Bahasa Hukum: ‘Makar’ Alias Aanslag dalam Pasal 104 KUHP
Utama

Bahasa Hukum: ‘Makar’ Alias Aanslag dalam Pasal 104 KUHP

Unsur makar terpenuhi sekalipun seseorang menyimpan kembali senjata yang diacungkan ke arah Presiden sebelum orang lain mencegah pelaku.

Muhammad Yasin
Bacaan 2 Menit

Setelah Indonesia merdeka dan menyatakan WvS berlaku dengan beberapa perubahan, maka ada bagian yang berubah dalam pasal 104 KUHP, yakni kata-kata ‘de Koning’ dan ‘de regeerende Koningin of den Regent’ diganti dengan ‘den President of den Vice-President’.  Perubahan itu dilakukan untuk menyesuaikan dengan sistem pemerintahan Indonesia.

(Baca juga: MK Tegaskan Pasal Makar dalam KUHP Tetap Konstitusional).

Pasal ini, menurut R. Soesilo (1994: 108), mengancam hukuman kepada orang yang melakukan makar dengan niat (i) membunuh; (ii) merampas kemerdekaan; atau (iii) menjadikan tidak cakap memerintah Presiden atau Wakil Presiden.

Dalam bahasa yang ringkas, Kamus Hukum dan Yurisprudensi karya HM Fauzan dan Baharuddin Siagian (2017: 466) mengartikan makar itu sebagai penyerangan yang dilakukan dengan maksud  menghilangkan nyawa presiden dan wakil presiden, merampas kemerdekaan mereka, atau menjadikan mereka tidak cakap memerintah.

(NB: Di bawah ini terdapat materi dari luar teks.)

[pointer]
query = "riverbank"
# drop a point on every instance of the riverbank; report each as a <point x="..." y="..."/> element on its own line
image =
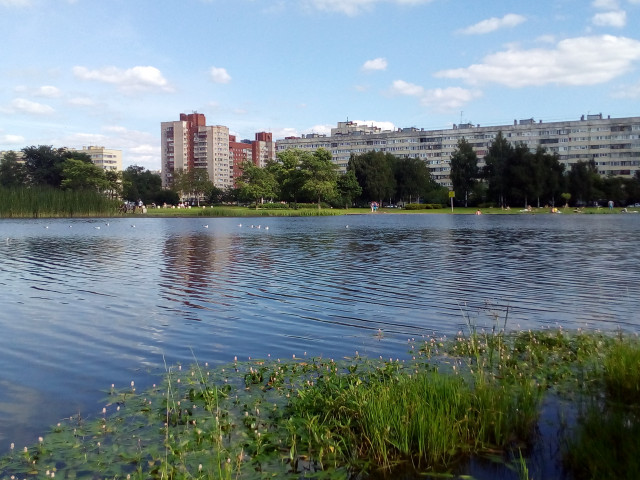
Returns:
<point x="450" y="407"/>
<point x="232" y="211"/>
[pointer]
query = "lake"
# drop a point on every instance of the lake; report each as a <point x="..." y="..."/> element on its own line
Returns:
<point x="87" y="303"/>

Tentu saja, ada beragam pandangan ahli atau doktrin mengenai pasal-pasal makar dalam KUHP. Apalagi pasal-pasal makar itu telah pernah dimohonkan uji ke Mahkamah Konstitusi. Berikut dikutip sebagian pandangan ahli lewat karya mereka.

R. Soesilo

Menurut R. Soesilo, makar biasanya dilakukan dengan perbuatan kekerasan. Jika orang baru melakukan perbuatan persiapan (voorbereidingshandeling) saja ia belum dapat dihukum. Agar bisa dihukum, ia harus sudah mulai melakukan ‘perbuatan pelaksanaan’ (uitvoeringshandeling). Untuk makar, tidak perlu harus ada perencanaan lebih dahulu, sudah cukup apabila unsur ‘sengaja’ telah ada.

Pertanyaannya, apa yang masuk kategori ‘membunuh’, dan ‘merampas kemerdekaan’ sebagaimana dimaksud dalam Pasal 104 KUHP? R. Soesilo berpandangan bahwa membunuh sama dengan menghilangkan nyawa. Merampas kemerdekaan tidak perlu mengikat atau menutup dalam kamar yang sempit sehingga tidak dapat bergerak sama sekali, sudah cukup misalnya dengan menculik.

Anasir lain, ‘menjadikan tidak cakap memerintah’, dapat dilakukan dengan beragam cara. Misalnya dengan kekerasan (pukulan), atau memberikan obat atau bahan-bahan (minuman, makanan atau suntikan) yang merugikan kesehatan baik jasmani maupun rohani sehingga menjadi sakit lumpuh, tidak dapat berpikir dan sebagainya.